I was curious if there's a link to a laymen's explanation of the specific steps for insertion works.
I read the architecture guide here: https://clickhouse.yandex/docs/en/development/architecture/
But it doesn't answer things like "after the data's inserted, when's it available to query?" I assume, for example, that the data isn't available until after it's been sorted and committed to disk.
I'm asking because we're observing data which is hours behind what we expect it to be, despite the consumer writing the most up-to-date data into the cluster successfully.
@abraithwaite there are different options on how to do insertion with various trade-offs. Major choice is whether to write to Distributed table or directly to shards (the latter is harder to implement, but works better), then there are settings like insert_quorum that allow to wait for data to be written on more than one replica.
How exactly do you do inserts at the moment?

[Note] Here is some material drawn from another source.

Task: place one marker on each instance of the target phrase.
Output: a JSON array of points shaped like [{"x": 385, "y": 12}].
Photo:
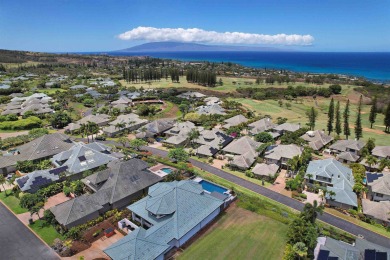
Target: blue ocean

We are doing inserts with the Go client from a kafka topic. We write in batches of 10-20k records which happens on a 1-2s period. The number of parts grew past parts_to_delay_insert and was hovering around 200 parts for the most recent partition of data.
After stopping our workers entirely, I noticed that inserts were still happening. This suggests that when writing to clickhouse with the Go client, it copies the data to a local file somewhere and the actual insert happens sometime afterwards. We won't see the data in the table until after that insert happens. Is that correct? Are all successful writes just a "it's been received by the server and is on disk" or is there a way to configure clickhouse to delay the write acknowledgement until it's been actually inserted into the table?
Reading the insert_quorum docs, what happens when the value is 1? We don't want to wait for at least 2 servers to ack the write, but we do want at least 1 to successfully insert it into the table before responding to the client.
@abraithwaite it sounds like you are inserting to table with Distributed engine, you can avoid the behaviour you describe in second paragraph by using it only for SELECTs and doing INSERTs directly to shards (tables with ReplicatedMergeTree engine).
Reading the insert_quorum docs, what happens when the value is 1?
It's the default, basically you have a low chance to lose some data (maybe forever) if that one replica dies immediately after responding "ok" to the client doing insert.
Gotcha. So for distributed writes, since the data can end up on any node, clickhouse buffers the data instead of streaming it to the ReplicatedMergeTree tables.
I'm guessing insert_quorum doesn't affect distributed table inserts as well? FWIW, the docs say the default for insert_quorum is 0 not 1. 1 makes sense, but given my problem I thought that maybe with 0, it copies the data locally first before being written.
Thanks @blinkov ! I think it would still be helpful for implementers to have a reference to know the exact timeline for inserts. At least for the MergeTree, ReplicatedMergeTree and Distributed storage types.
If we're not inserting into the distributed table, do we have to write to both replica's of the shard ourselves (since internal_replication is a distributed table setting)?
The distributed table docs make it sound like we will have to write to both replicas and the replicatedmergetree won't copy over the data itself, if you write to one of the replicas but not both.
https://clickhouse.yandex/docs/en/operations/table_engines/distributed/
A better question might be: How do we appropriately monitor distributed table insertions? As far as I can tell, there's no settings to adjust or metrics to watch to tune and monitor distributed table insertion lag.
We've setup our own (just does select max(dt) from global_raw_events and compare that value to the wall time), but it doesn't help us figure out what we need to bring it down. We don't have a ton of spare CPU cycles, but enough that I believe these inserts should be prioritized over merges.
Our active part count per partition is well under the limits (hovering around 40-50 for the most recent partition which is actively being inserted to), so we're at a loss for how to lower the delta between the client writing the data and clickhouse's insertion into the table.
Found the "DelayedInserts" metric which seems to be for distributed tables. That's helpful at least :-)
The distributed table docs make it sound like we will have to write to both replicas and the >replicatedmergetree won't copy over the data itself, if you write to one of the replicas but not both.
There are two different approaches
Each shard can have the 'internal_replication' parameter defined in the config file.
If this parameter is set to 'true', the write operation selects the first healthy replica and
writes data to it. Use this alternative if the Distributed table "looks at" replicated tables.
In other words, if the table where data will be written is going to replicate them itself.
In case of data load without Distributed you MUST insert into only one replica of Replicated table.
Questions were answered. Was just hard to find in the docs. Thanks @den-crane and @blinkov for the help!
Most helpful comment
There are two different approaches
In case of data load without Distributed you MUST insert into only one replica of Replicated table.